Comparison of blue laser and red light-emitting diode-mediated aminolevulinic acid-based photodynamic therapy for moderate and severe acne vulgaris: A prospective, split-face, nonrandomized controlled study

• Published in: Photodiagnosis and photodynamic therapy Vol. 49; p. 104325
• Main Authors: Fan, Hengtong, Tuo, Huihui, Xie, Yuhan, Ju, Manyu, Sun, Yan, Yang, Yajie, Han, Xinnan, Ren, Zejun, Zheng, Yan, He, Dalin
• Format: Journal Article
• Language: English
• Published: Netherlands Elsevier B.V 01.10.2024; Elsevier
• Subjects: Acne; Aminolevulinic acid; Blue laser; Photodynamic therapy; Red light-emitting diode; Blue laser; Photodynamic therapy; Aminolevulinic acid; Acne; Red light-emitting diode
• ISSN: 1572-1000; 1873-1597; 1873-1597
• DOI: 10.1016/j.pdpdt.2024.104325

•Our study provides the first direct comparison of aminolevulinic acid-based 450 nm blue laser and 630 ± 10 nm red light-emitting diode-mediated photodynamic therapy in the treatment of moderate-to-severe acne vulgaris.•Both showed similar efficacy, and both are more effective against inflammatory lesions than non-inflammatory lesions.•Blue laser-mediated photodynamic therapy causes more severe adverse effects, particularly pain and hyperpigmentation. Acne is a chronic inflammatory skin disease. Photodynamic therapy (PDT) is a highly effective and safe drug-device combination treatment, typically using red and blue light. However, direct comparisons of aminolevulinic acid (ALA)-based PDT using these two light sources are lacking. Therefore, we compared the efficacy and adverse effects of ALA-based 450 nm blue laser-mediated PDT (BL-PDT) and 630 ± 10 nm red light-emitting diode-mediated PDT (RL-PDT) in the treatment of moderate-to-severe acne vulgaris, including analyses of different lesion types. Sixteen patients with moderate-to-severe acne vulgaris were recruited. All patients underwent BL-PDT on the left side of the face and RL-PDT on the right side. Treatments were administered thrice at 2-week intervals, and follow-up continued for 2 weeks after the final treatment.

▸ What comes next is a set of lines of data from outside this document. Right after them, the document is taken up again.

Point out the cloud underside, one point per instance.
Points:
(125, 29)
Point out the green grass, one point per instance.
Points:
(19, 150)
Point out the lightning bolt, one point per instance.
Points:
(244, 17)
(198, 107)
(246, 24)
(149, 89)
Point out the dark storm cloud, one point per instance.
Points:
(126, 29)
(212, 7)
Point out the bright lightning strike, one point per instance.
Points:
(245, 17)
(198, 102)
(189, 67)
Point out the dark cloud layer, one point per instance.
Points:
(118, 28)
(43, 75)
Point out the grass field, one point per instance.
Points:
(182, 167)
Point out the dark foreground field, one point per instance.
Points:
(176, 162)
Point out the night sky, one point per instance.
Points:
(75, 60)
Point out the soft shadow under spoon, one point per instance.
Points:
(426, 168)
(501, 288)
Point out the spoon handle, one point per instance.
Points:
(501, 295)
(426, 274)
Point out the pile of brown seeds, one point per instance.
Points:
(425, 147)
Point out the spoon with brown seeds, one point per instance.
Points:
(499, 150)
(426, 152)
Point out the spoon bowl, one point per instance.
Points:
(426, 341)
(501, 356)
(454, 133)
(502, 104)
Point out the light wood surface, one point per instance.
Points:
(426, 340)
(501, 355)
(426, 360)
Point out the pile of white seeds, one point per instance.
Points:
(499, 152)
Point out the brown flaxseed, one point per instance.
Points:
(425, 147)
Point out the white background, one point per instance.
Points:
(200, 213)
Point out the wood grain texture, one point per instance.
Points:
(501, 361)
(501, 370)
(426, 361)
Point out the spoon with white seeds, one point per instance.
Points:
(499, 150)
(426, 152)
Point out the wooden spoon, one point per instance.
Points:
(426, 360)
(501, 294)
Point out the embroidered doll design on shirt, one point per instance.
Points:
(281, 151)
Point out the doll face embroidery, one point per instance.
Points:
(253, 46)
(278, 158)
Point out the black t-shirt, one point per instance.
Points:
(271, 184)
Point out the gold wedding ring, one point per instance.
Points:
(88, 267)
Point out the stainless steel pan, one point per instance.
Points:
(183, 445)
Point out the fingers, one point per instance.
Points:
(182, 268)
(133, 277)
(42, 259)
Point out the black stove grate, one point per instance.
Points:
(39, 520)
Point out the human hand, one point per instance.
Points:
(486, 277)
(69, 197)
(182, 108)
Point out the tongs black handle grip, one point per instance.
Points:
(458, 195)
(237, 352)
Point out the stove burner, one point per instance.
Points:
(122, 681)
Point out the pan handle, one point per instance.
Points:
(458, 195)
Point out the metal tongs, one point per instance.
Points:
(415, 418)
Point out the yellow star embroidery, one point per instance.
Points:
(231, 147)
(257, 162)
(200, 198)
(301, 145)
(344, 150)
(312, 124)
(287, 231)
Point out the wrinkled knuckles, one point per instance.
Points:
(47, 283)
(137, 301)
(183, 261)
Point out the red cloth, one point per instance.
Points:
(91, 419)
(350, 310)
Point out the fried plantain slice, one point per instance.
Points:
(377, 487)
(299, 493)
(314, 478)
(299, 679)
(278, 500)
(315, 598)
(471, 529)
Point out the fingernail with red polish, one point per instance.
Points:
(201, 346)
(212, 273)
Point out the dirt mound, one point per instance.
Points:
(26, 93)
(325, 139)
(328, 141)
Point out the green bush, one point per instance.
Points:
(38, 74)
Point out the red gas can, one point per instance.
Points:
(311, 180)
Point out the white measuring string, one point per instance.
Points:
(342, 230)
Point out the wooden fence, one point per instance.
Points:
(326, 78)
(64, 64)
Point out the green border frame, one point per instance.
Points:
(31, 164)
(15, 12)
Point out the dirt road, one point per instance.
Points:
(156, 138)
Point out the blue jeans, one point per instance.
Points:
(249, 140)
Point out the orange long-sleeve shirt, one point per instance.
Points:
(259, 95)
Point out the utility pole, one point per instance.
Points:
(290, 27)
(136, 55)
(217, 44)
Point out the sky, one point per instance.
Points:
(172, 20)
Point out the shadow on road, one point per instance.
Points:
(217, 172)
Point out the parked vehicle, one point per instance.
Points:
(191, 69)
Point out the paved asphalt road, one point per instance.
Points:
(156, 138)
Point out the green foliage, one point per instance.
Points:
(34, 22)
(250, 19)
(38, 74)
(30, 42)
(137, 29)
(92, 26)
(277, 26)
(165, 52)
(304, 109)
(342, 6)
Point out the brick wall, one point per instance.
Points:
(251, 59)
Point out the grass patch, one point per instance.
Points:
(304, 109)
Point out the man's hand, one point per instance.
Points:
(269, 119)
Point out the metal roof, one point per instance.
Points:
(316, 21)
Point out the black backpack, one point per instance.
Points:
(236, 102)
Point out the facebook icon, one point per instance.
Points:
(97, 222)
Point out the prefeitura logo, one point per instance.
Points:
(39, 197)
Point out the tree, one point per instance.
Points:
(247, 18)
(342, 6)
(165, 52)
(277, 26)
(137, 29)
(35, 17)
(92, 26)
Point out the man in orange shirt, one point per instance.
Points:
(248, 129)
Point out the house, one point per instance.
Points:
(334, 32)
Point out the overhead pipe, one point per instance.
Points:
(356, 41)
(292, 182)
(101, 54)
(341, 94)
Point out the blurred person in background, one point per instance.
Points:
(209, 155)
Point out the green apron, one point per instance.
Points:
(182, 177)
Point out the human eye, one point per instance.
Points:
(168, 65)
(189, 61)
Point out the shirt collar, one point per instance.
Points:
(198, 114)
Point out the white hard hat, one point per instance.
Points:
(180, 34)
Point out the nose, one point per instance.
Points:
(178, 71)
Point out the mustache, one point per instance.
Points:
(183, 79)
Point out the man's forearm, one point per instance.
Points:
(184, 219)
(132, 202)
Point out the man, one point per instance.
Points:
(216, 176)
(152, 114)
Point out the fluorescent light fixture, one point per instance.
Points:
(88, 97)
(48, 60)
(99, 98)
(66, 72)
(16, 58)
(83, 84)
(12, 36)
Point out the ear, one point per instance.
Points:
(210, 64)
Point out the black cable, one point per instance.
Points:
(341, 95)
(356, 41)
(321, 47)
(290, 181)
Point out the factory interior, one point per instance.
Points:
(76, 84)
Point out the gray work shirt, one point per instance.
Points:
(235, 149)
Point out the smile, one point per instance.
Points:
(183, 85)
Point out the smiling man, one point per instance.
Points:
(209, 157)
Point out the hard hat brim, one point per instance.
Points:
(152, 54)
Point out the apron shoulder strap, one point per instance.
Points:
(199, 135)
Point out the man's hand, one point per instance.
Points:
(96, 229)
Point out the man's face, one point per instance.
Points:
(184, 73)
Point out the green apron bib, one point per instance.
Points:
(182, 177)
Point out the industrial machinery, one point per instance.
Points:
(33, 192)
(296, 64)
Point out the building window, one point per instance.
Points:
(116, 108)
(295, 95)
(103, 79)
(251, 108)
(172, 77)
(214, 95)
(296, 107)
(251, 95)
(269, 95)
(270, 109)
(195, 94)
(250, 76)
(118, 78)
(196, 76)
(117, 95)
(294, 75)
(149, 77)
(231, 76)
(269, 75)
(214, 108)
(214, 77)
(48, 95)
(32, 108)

The average rates of improvement in inflammatory and non-inflammatory acne lesions, IGA (Investigator's Global Assessment) scales, and IGA success rates were calculated. In addition, adverse effects during and after each treatment were recorded. At the 2-week follow-up after the final treatment, the average rates of improvement in total acne, inflammatory, and non-inflammatory lesions were 48.0 %, 63.0 %, and 30.0 % in the BL-PDT group and 42.2 %, 58.1 %, and 27.5 % in the RL-PDT group, respectively. The IGA scores for the two groups decreased by 1.8 and 1.7 points, respectively, and the IGA success rate was 53.3 % in both groups. There were no significant differences between the BL-PDT and RL-PDT groups in any measure of effectiveness. However, the BL-PDT group exhibited more severe adverse effects, especially pain and hyperpigmentation. BL-PDT and RL-PDT have similar efficacies in moderate-to-severe acne vulgaris and are particularly effective for inflammatory acne lesions. RL-PDT benefits from milder adverse effects than those of BL-PDT.